Derek Lowe commentary: … author, Arash Sadri, has undertaken an extensive review of the origins of all approved small-molecule drugs (1,144 of them). His claim is that only 123 of them were discovered by purely target-based assay methods, and that the rest have to be described as discovered through phenotypic means. He notes that the share of target-based drugs in new approvals has grown over the years, but that there has never been a year when they surpassed the phenotypic ones.

…Whenever possible, he has relied on the original accounts of people who worked on each particular project. And when you go back in that sort of detail, you find that yes indeed, it looks like an awful lot of drugs have been discovered by means that do not match up with the ways that we’d like to imagine that we use. Indeed, he says that the apparent recent increases in productivity have been more due to “the adaptation of the pharmaceutical industry to its failures rather than addressing their fundamental causes”. The popularity of rare-drug monogenic disease drugs falls into this category, for example.

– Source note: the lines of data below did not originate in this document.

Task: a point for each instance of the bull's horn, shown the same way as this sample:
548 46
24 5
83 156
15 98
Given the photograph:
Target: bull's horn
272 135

And even for the drugs whose discoveries were unambiguously target-based, in many cases their eventual clinical utility seems to have been enhanced by unanticipated effects that were observed phenotypically in humans. As Sadri has it, there is a survivorship bias at work, since so many drugs fail their Phase II trials. The ones that get through are not simply the ones that had the most selectivity and the most potency for their stated targets. Many, many drugs are doing something else along with (or other than) their ostensible mechanisms. Potency and selectivity for the stated target are simply not sufficient (by themselves) to make a drug, as anyone with any experience knows, but if we really believed in the “strong form” of the target-based drug discovery paradigm, wouldn’t they be (outside of toxicity failures, of course).

…This is not to say that target-based drug discovery has been of no value—for one thing, many of the tools that have been developed for it are useful in answering other questions as well, phenotypic ones included. But we don’t seem to be discovering as many drugs while using it as we think we are, mainly because we don’t seem to be using it as often as we think we are in the first place. Perhaps an acknowledgment of this would be helpful?